Who’s Afraid of Virginia Woolf follows the story of middle-aged married couple Martha and George, who have just returned to their New England home from a University faculty party late at night. Martha has invited a younger married couple, Nick and Honey, to their house after the party for a drink. Nick, who serves as a new biology professor on campus, and Honey then must endure an entire night of “fun and games” with this couple as George and Martha proceed to peel back the surface of their own lives and the lives of this young couple.

This story is much less plot-driven as it is character driven. A lot of the character’s motivations and secrets are revealed through long conversations between two or more characters. This, for me, both helped and hindered my opinion of the play. On the one hand, this greatly affected the pacing of the story because there was so little story. For the first act into the second act of the play, it felt like nothing was really happening or being developed. Things about the characters would slowly be revealed through long conversations, and at times this made the story really drag on for me and leave me frustrated that not much was happening.

From the 1966 film version of Who’s Afraid of Virginia Woolf, directed by Mike Nichols.
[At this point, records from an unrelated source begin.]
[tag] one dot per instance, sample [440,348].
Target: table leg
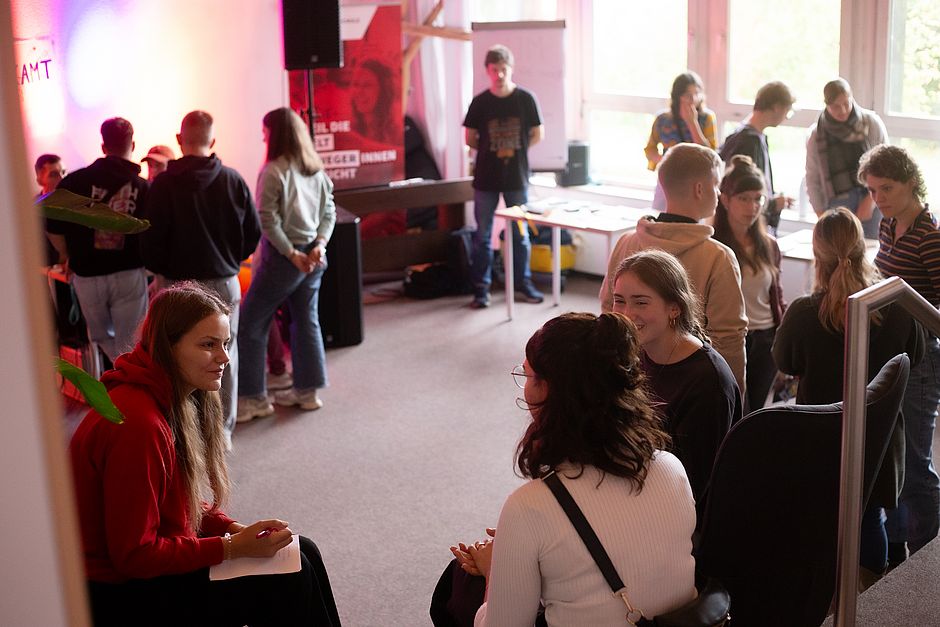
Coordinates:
[556,265]
[507,266]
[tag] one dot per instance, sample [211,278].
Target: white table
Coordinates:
[593,218]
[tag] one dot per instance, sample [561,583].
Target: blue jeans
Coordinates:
[917,518]
[113,306]
[484,206]
[229,290]
[850,200]
[273,281]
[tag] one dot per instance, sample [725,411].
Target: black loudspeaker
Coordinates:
[340,303]
[311,34]
[577,171]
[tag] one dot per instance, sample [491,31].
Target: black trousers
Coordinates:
[761,368]
[304,598]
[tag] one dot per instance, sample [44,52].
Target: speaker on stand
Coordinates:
[311,40]
[340,304]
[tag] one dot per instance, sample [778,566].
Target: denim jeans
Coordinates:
[850,200]
[917,518]
[113,306]
[761,368]
[229,290]
[484,206]
[273,281]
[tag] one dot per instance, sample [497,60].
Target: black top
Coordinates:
[203,223]
[115,182]
[804,348]
[502,163]
[701,401]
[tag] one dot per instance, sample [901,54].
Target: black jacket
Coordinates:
[115,182]
[203,223]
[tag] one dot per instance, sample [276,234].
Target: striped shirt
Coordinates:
[915,256]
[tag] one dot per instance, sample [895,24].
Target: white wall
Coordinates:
[41,580]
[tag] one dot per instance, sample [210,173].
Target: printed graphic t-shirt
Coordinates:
[502,163]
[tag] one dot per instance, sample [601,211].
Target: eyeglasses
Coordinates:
[760,199]
[519,375]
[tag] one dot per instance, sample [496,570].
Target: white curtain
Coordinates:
[441,84]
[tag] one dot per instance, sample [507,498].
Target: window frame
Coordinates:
[863,60]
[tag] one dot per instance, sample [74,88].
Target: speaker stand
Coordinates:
[311,112]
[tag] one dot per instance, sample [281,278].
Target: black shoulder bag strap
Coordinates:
[592,542]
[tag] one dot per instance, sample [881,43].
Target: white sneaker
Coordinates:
[250,408]
[305,400]
[280,381]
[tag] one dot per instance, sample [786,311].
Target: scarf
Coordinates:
[840,146]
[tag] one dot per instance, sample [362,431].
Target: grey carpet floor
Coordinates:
[412,452]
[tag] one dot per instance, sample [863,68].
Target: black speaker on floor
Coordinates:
[340,302]
[311,34]
[577,171]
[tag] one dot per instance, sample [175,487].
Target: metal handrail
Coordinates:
[858,309]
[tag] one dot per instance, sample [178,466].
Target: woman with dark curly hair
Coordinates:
[593,426]
[372,96]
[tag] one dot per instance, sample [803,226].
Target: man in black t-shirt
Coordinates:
[501,124]
[108,274]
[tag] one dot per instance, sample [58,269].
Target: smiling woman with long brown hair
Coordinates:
[150,490]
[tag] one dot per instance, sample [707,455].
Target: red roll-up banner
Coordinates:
[359,126]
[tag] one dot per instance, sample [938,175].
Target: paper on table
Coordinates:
[287,560]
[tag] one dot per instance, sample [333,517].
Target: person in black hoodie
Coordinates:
[107,271]
[203,224]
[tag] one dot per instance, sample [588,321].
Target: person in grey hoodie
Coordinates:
[690,175]
[203,224]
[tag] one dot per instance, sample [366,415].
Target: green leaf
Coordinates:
[64,205]
[96,395]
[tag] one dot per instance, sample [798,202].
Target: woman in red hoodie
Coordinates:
[149,490]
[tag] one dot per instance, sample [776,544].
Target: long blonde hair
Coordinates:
[289,137]
[195,419]
[841,266]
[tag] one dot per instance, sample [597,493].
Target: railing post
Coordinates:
[857,311]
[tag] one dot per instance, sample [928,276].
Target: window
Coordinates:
[503,11]
[620,40]
[799,46]
[622,95]
[914,58]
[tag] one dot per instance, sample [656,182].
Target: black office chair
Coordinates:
[769,528]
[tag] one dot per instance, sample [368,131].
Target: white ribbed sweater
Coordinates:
[538,555]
From left to right, Nick (George Segal), Martha (Elizabeth Taylor), and George (Richard Burton).

With that being said, how the play really benefited with being so character driven, is that I found these characters to be super fascinating. Martha, the campus president’s daughter, and George, an associate professor of history, are constantly at each other’s throats, trying to both embarrass each other and get the upper hand. While it did get rather tedious listening to them consistently insult each other, I think that was the point. Both George and Martha seem as though they want to “win” at this game they call their marriage. It’s rather compelling and invigorating trying to figure out what George and Martha will pull out of their sleeve next, and what embarrassing relic from their past they will use to humiliate the other. It comes to the point when in the final act when they both start insulting Nick, and their motivations aren’t even that clear anymore. It makes them seem all the more human. Even Nick and Honey, who seem like a simple and rather dull young married couple, are discovered during this one night to have their own secrets beneath the surface of their seemingly innocent marriage.
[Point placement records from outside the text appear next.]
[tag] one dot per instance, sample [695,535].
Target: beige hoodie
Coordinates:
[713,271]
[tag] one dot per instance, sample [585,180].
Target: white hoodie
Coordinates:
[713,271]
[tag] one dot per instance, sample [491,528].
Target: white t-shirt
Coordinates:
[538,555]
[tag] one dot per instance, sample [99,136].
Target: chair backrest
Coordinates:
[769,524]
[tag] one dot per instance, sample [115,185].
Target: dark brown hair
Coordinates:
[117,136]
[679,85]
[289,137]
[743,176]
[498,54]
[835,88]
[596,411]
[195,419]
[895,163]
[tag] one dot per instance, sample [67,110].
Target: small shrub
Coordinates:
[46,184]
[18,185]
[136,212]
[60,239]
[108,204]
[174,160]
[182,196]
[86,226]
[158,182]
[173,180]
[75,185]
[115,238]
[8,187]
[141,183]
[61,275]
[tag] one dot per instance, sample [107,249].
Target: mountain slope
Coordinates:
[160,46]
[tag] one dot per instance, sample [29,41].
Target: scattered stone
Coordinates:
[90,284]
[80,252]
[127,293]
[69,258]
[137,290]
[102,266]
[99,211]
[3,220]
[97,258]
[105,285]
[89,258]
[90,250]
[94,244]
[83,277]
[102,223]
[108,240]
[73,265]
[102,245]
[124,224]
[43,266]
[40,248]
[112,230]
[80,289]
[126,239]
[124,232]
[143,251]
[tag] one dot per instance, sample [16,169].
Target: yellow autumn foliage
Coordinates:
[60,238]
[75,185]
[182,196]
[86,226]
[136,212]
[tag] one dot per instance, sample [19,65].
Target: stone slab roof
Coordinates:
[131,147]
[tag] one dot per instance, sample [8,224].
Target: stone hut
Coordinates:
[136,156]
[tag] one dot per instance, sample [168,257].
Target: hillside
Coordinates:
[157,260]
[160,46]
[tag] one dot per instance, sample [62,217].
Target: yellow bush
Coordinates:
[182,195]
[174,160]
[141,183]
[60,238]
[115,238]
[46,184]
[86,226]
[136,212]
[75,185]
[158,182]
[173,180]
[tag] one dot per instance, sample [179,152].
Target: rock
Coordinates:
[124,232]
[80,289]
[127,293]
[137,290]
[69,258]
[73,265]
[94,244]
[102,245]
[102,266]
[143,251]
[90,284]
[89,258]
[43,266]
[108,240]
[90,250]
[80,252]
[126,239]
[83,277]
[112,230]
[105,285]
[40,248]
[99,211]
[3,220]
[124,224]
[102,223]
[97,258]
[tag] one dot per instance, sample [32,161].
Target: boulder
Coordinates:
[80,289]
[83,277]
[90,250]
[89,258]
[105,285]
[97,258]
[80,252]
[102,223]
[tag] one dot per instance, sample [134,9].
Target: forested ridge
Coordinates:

Overall, I found the character’s to be very compelling, between the way both of their marriages are exposed for what they are, to the large, twisted, and even quite depressing, end result of all of this (which I had to look up afterward to fully understand), to the clashes of tension between characters. What really bogs this story down for me is the pacing which can often get tedious as we have to wait through long conversations before all that much is really discovered.